Like many Great War veterans, Manuel had never discussed his wartime life with anyone. Hidden in the Manuel family records until its 2011 discovery by his grandson David Manuel, Arthur’s story is now brought to new life.
Determined to escape his impoverished rural Newfoundland existence, he enlisted with the Royal Newfoundland Regiment in late 1914. His harrowing accounts of life under fire span the Allies’ ill-fated 1915 Gallipoli campaign, the Regiment’s 1916 near-destruction at Beaumont-Hamel and his 1917 Passchendaele battlefield capture. Manuel’s account of his 17-month PoW experience, including his nearly successful escape from a German forced labour camp, provides unique, compelling Great War insights. (From Dundurn)
From the book
When I had reached what my teacher had said would be the equivalent of the seventh grade in a regular public school, my poor dear old father, with tears in his eyes and his voice filled with emotion, broke the bad news he could no longer afford to pay any further tuition fees.

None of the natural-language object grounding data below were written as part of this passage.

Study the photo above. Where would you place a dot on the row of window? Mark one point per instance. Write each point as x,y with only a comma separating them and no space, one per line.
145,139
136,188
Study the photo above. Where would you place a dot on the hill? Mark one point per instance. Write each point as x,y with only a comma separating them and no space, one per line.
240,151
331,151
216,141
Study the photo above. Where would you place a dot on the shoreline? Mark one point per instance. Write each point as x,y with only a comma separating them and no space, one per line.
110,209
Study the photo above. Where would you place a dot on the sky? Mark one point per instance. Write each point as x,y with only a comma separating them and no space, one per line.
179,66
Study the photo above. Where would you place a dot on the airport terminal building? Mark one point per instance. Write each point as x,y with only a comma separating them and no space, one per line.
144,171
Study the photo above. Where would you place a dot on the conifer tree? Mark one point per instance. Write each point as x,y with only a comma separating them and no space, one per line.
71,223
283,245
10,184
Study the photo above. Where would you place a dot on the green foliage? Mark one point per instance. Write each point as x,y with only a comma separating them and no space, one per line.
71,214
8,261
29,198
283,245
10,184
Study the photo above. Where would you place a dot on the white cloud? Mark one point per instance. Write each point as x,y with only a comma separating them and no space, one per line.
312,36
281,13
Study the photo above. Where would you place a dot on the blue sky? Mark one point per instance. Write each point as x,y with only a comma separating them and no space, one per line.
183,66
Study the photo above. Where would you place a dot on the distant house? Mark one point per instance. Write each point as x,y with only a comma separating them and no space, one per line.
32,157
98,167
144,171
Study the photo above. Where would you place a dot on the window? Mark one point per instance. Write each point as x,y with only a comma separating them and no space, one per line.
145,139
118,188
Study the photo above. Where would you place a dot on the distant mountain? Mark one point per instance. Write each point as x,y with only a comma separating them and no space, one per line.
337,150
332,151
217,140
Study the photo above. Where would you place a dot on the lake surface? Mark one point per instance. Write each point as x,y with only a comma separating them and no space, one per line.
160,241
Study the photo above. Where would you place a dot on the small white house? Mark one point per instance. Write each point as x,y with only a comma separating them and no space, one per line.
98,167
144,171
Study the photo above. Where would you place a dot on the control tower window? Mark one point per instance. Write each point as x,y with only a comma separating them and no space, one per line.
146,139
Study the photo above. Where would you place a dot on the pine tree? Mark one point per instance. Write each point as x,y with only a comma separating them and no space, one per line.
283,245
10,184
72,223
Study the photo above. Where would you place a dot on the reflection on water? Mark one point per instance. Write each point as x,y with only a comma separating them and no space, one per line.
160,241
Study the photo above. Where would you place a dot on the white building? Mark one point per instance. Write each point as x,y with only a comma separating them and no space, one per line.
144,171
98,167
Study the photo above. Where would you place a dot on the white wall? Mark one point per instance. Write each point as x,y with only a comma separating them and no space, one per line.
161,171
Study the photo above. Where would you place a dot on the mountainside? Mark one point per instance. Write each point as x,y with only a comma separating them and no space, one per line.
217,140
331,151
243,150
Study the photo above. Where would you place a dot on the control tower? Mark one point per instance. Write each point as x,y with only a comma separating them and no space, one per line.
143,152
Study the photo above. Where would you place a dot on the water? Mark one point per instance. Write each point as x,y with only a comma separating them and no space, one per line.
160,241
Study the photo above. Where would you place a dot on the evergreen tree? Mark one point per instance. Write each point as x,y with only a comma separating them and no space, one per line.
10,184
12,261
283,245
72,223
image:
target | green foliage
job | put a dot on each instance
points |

I was twelve years old at the time, but I sobbed myself to sleep that night.
Next day I began work in a sawmill, where I received the magnificent sum of fifty cents — not fifty cents an hour, but fifty cents a day. The workdays were ten hours long in those days and included Saturdays. We worked a full sixty hours each wee and every week, fifty-two weeks a year. Christmas and Good Friday were the only two so-called holidays, but we weren’t paid for either.
From A Boy from Botwood: Pte. A.W. Manuel, Royal Newfoundland Regiment, 1914-1919 edited by Bryan Davies and Andrew Traficante ©2017. Published by Dundurn.